Мы это все проглотили без инцидентов. Потом допоздна слушали художника. Соловьем заливался – рассказывал нам о стране своей мечты. Таких чудес наговорил, как научная фантастика. Мы с Колей рты поразинули, как малые дети.

А художник как одержимый. Глаза сверкают, пена на губах. Настоящий сионист. Пламенный.

Вывалились на улицу в темноте. В голове гудит, сердце колотится. Вот когда меня одолела сладкая отрава сионизма. Да и Колю заодно.

По этому случаю мы завернули в забегаловку и такого дали газу – еле нашу коммунальную квартиру потом нашли. Коля озверел от уважения к евреям, которых он до этого не больно жаловал. Если не считать меня.

Главное представление разыгралось в нашей общей кухне. Коля приставил меня к стене, чтоб я не упал, и пошел по комнатам сзывать соседей. Люди уже спать легли, рабочий народ – он их из постелей выволок.
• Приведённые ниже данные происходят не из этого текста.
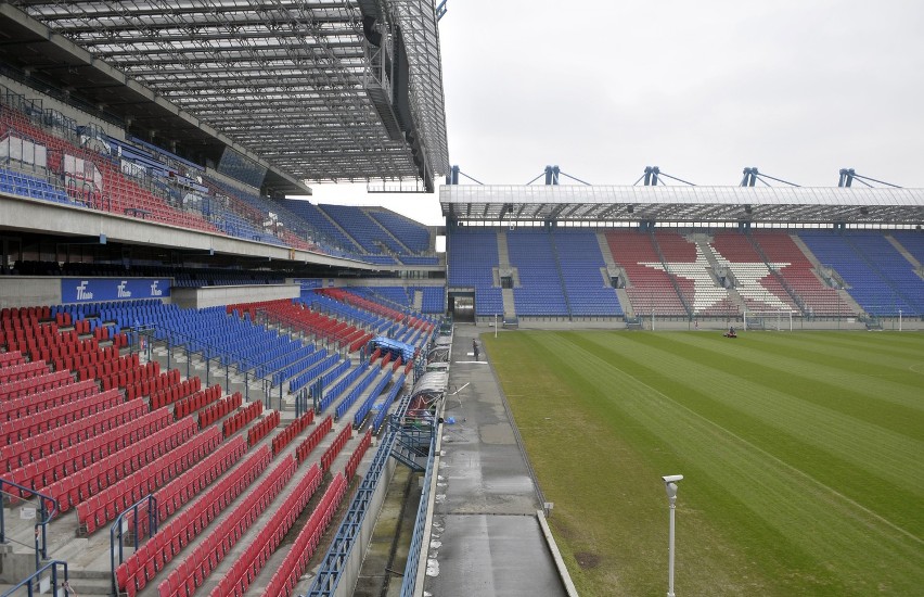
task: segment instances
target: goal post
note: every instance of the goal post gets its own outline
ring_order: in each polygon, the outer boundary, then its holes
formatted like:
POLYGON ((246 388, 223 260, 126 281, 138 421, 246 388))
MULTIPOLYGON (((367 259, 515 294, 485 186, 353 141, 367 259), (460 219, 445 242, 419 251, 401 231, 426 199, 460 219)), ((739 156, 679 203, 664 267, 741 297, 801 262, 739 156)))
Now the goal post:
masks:
POLYGON ((783 309, 745 310, 744 329, 793 331, 793 312, 783 309))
Первой притащил простоволосую, в ночной рубахе Клаву – жену свою. Ткнул ее к моим ногам.

– На колени, шкура вологодская!

Клава родом из-под Вологды.

– Стой на коленях перед ним! След его целуй!

Второй была наша дворничиха Сукильдеева.

– Становись, татарское иго! – приказал Коля. – Уважь мудрейший народ.

Пенсионера Бабченко он швырнул к моим ногам так, что косточки хрустнули:

– Кайся, хохол, за невинно пролитую кровь этой нации. За Батьку Махно, за Петлюру. Гнись, сука! Придушу!

Дальше пошли жильцы русского происхождения. Им Коля велел хором прокричать: «Слава великому еврейскому народу!»

– Раз, два, три, – скомандовал Коля. – Начинай!

И осекся. Хмель дал утечку, мозги прояснились.

– Ладно, – вяло сказал он, – отбой. А ну, кыш отсюда по своим углам! А что было – замнем для ясности.

А вы спрашиваете, как это началось? Вот так и началось. И остановиться сил не хватило.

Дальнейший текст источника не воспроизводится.